SELECT * FROM `discussions` WHERE `discussions`.`id` = '1' LIMIT  | runtime: 0.27 ms
SELECT `tags`.*, `discussion_tag`.`discussion_id` as `pivot_discussion_id`, `discussion_tag`.`tag_id` as `pivot_tag_id` FROM `tags` inner join `discussion_tag` on `tags`.`id` = `discussion_tag`.`tag_id` WHERE `discussion_tag`.`discussion_id` = '1' | runtime: 0.43 ms

And it would also remove the size of the payload JSON significantly. Right now every last posted discussion object is included in the resource section.

dsevillamartin commented 4 years ago

@w-4 That's a good point. The last posted discussion can be loaded through an HTTP request when one clicks the tags page and/or included only in the /tags route.

stale[bot] commented 3 years ago

This issue has been automatically marked as stale because it has not had recent activity. It will be closed if no further activity occurs. We do this to keep the amount of open issues to a manageable minimum. In any case, thanks for taking an interest in this software and contributing by opening the issue in the first place!

SychO9 commented 3 years ago

Sharing what I recently found,

So I decided to update fof/clockwork to see flarum's performance and have a better idea of it. That's when I came across the fact that there were two types of models being loaded for every single primary tag (UserState, Tag) which are relations of the tag's lastPostedDiscussion discussion model, they are called and used in the DiscussionSerializer which results in querying them.

Simply eager loading these relationships solves the issue by only using two queries instead of two queries per primary tag.

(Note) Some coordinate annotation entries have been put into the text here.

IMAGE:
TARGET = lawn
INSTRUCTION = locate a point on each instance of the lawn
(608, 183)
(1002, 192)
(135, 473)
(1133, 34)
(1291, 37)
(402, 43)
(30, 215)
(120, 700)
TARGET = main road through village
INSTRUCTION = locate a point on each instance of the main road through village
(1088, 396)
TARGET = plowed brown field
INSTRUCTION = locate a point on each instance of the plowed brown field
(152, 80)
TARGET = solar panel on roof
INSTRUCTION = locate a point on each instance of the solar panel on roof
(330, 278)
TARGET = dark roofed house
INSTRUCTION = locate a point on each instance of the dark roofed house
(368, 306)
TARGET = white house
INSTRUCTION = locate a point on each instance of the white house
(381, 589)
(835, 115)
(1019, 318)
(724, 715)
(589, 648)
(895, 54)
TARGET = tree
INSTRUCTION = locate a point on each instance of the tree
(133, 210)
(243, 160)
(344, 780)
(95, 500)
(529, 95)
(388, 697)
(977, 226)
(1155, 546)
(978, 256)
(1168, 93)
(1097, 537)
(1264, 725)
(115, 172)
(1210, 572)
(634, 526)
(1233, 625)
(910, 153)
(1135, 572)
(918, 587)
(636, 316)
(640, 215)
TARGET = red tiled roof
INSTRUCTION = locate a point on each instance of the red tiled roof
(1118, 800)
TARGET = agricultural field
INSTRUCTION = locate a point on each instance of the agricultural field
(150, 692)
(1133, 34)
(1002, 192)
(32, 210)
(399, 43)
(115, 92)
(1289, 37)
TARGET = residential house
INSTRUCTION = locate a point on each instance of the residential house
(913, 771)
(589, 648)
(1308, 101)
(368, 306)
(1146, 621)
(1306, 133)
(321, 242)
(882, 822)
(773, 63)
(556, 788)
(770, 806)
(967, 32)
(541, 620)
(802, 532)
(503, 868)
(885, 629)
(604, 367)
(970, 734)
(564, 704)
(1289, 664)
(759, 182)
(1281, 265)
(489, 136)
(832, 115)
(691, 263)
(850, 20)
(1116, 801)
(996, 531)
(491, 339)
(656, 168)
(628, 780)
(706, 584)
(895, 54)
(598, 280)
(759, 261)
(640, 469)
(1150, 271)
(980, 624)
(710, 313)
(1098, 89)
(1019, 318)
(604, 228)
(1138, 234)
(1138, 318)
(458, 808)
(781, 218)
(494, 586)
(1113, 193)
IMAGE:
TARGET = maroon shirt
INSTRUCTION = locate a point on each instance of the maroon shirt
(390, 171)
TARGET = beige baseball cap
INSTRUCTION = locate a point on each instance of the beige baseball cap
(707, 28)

Do we want to make this change or instead just do as posted above and query the lastPostedDiscussions from the frontend while also limiting the number of tags exposed ?

We could include this fix for now since it doesn't hurt. (I posted the PR incase we'd like to do that).

$data['tags'] = Tag::whereVisibleTo($actor)
            ->withStateFor($actor)
            ->with([
                'parent',
                'lastPostedDiscussion',
                'lastPostedDiscussion.tags',
                'lastPostedDiscussion.state'
            ])
            ->get();

Also observation here, we don't actually need to eager load the tags here since we are loading all of them, we could just loop through all the lastPostedDiscussion relations and set the tags relationship from the collection of tags we already have.

Screenshot from 2021-02-24 18-51-11 Screenshot from 2021-02-24 18-50-46 Screenshot from 2021-02-24 18-48-55

askvortsov1 commented 3 years ago

I'd be in favor of including this since those queries are needed anyway, but I wouldn't close this issue until we properly paginate it and only load the tags we need, when we need them.

askvortsov1 commented 3 years ago

Infinite nesting PR might have a start to this

askvortsov1 commented 3 years ago

Plan for handling this is to do it in 3 stages.

Stage 1: only load top-level primary tags, top 3 secondary tags, and current tag's children/siblings on an arbitrary forum request. This solves the issue of thousands of tags being loaded in at once, which understandably makes things very slow. This is ready for review at https://github.com/flarum/tags/pull/87

Stage 2: Optimize tag permission checking so we don't have to send huge arrays to/from the database. This significantly speeds up all pages (2x at least), and when coupled with Stage 1, makes the effect of tags negligible for every page except the "Tags" page. This is ready for review at https://github.com/flarum/tags/pull/126

Stage 3: Pagination. I propose the following changes:

Stages 1 and 2 make tags usable on an enterprise-scale forum. Stage 3 enables hundreds of primary and thousands of secondary tags with elegant scaling. Stage 3 will likely be after stable.